Padre Paolo Dall'Oglio "sarebbe vivo e si troverebbe in un carcere dell'Is ad Aleppo".
È quanto sostiene il presidente dell'Osservatorio siriano per i diritti umani, Rami Abdel Rahaman, interpellato da
Aki-Adnkronos sulla sorte del gesuita romano le cui tracce si sono perse il 29 luglio 2013 a Raqqah, roccaforte del
"califfato" nella Siria settentrionale.L'Osservatorio è una ong con sede a Londra ed è di fatto portavoce dell'opposizione democratica siriana al regime di Bashar al-Assad.
Fonti dell'
Ansa citano invece un ex detenuto nella prigione dell'Is a Raqqa che, liberato due settimane fa, ha affermato di aver sentito dai suoi carcerieri che Dall'Oglio era stato trasferito nella prigione di Tabqa, al confine tra la regione di Raqqa e quella di Aleppo.
La notizia non è verificabile. "Tutto è possibile, anche se non abbiamo alcuna notizia a riguardo. Non posso confermare né smentire. La situazione ad Aleppo è molto complicata ed è molto difficile avere notizie e verificarle". Lo ha affermato al Sir
monsignor Jean-Clement Jeanbart, arcivescovo greco melkita di Aleppo. Analogo commento anche da parte di
padre Georges Abu Khazen, vicario apostolico latino della città siriana.
Secca la reazione del ministro degli Esteri,
Paolo Gentiloni: "Purtroppo non possiamo confermare". Alla Farnesina, aggiunge, non si hanno novità.

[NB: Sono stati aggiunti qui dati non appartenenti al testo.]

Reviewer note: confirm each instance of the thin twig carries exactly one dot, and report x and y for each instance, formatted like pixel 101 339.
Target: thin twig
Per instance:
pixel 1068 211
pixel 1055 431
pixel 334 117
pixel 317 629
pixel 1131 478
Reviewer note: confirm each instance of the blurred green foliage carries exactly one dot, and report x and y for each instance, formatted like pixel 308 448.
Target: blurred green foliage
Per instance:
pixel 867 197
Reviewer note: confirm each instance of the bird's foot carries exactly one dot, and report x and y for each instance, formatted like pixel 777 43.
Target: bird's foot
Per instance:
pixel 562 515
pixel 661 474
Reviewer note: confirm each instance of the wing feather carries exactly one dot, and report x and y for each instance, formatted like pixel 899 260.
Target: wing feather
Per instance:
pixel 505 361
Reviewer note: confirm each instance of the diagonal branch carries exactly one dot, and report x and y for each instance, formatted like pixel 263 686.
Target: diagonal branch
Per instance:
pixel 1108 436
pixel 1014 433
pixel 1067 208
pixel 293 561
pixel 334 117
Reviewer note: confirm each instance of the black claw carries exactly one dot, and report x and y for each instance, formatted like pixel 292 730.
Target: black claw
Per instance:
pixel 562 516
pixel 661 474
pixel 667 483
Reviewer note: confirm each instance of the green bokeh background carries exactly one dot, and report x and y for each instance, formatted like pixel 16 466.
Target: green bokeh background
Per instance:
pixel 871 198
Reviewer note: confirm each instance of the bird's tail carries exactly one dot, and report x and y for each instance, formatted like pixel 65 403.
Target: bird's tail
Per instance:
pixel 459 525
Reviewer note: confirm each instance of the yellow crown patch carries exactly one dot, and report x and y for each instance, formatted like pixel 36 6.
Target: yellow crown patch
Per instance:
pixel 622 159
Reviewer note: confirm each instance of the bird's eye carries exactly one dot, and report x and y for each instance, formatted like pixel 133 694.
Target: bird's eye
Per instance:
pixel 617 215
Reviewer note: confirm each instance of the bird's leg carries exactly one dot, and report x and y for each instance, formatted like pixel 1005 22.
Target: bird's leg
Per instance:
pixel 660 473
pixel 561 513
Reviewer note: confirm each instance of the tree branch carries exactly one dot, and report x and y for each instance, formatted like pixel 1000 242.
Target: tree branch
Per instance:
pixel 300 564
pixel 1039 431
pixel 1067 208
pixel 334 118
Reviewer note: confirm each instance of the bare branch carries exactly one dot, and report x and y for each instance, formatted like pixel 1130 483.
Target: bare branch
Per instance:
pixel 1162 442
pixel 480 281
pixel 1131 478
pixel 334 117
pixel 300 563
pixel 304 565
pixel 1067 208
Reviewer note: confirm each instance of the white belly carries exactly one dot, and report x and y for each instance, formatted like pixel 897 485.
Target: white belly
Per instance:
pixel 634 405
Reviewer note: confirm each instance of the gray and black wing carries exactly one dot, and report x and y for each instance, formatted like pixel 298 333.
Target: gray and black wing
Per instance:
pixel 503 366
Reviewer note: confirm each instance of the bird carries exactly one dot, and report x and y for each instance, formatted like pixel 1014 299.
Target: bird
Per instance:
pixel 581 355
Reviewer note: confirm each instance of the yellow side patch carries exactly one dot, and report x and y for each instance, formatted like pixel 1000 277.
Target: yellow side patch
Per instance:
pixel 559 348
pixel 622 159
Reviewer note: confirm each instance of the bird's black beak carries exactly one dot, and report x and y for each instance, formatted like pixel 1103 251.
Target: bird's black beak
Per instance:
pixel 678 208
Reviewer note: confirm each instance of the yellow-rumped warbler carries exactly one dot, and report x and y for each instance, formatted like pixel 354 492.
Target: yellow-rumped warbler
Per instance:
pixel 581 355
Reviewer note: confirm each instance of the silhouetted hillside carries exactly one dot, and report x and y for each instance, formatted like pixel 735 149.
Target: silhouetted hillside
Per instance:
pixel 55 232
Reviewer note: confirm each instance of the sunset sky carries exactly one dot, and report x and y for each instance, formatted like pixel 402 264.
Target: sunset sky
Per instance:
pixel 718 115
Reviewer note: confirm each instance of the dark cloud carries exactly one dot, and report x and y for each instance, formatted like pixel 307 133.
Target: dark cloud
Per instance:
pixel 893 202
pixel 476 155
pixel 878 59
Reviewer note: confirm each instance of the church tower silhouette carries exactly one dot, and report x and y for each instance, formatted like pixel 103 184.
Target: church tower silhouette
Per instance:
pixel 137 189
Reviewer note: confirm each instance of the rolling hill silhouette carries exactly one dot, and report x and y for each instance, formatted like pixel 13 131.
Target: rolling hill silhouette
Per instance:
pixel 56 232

«Trattative in corso». Abdel Rahamanl ha spiegato di aver appreso da fonti vicine all'Is che Dall'Oglio, il cui rapimento non è mai stato rivendicato, "è stato trasferito in un sobborgo della provincia di Aleppo, in una zona controllata dai jihadisti" dell'Is. Sarebbero in corso "trattative complesse per il suo rilascio. "Abbiamo inoltrato da tempo la richiesta di una prova ai suoi rapitori, ad esempio un video, ma non ci è mai stato consegnato alcunché".
«Nessuna notizia delle due volontarie». Abdel Rahaman ha invece affermato di "non avere alcuna notizia" riguardo le due giovani italiane Vanessa Marzullo e Greta Ramelli, rapite anche loro in Siria quasi sei mesi fa mentre seguivano progetti umanitari ad Aleppo.
L'appello dei familiari. A fine luglio, a un anno della scomparsa, la famiglia del gesuita ha rivolto un appello ai rapitori, chiedendo di "avere la dignità di farci sapere della sua sorte". "Vorremmo riabbracciarlo, ma siamo anche pronti a piangerlo", dicevano.
Scomparso da un anno e 5 mesi. Il gesuita romano, che in Siria negli anni 80 aveva fondato la comunità monastica cattolico-siriaca Deir Mar Musa a nord di Damasco, è scomparso nel nord del paese, nella zona di Raqqa, il 29 luglio del 2013, poco dopo essere rientrato nel Paese presumibilmente per una mediazione umanitaria.
Era stato espulso il 12 giugno 2012 per essersi espresso a favore della rivolta contro il regime di Bashar al-Assad scoppiata nel marzo dell'anno precedente. Noto per il suo forte impegno nel dialogo interreligioso tra cristiani e musulmani, dopo l'espulsione per un breve periodo si era trasferito a Sulaymanya, nel Kurdistan iracheno, dove era stato accolto nella nuova fondazione monastica di Deir Maryam el Adhra.
Nel tempo, si sono susseguite notizie contrastanti, con voci su una sua presunta esecuzione poco dopo il rapimento e fonti più recenti che invece sostengono che si trovi ancora vivo nelle mani degli jihadisti sunniti dell'Is. Le ultime informazioni attendibili risalivano a settembre e davano il gesuita detenuto in una delle prigioni dell'Is a Raqqa, da oltre un anno divenuta la roccaforte dell'autoproclamato Stato islamico.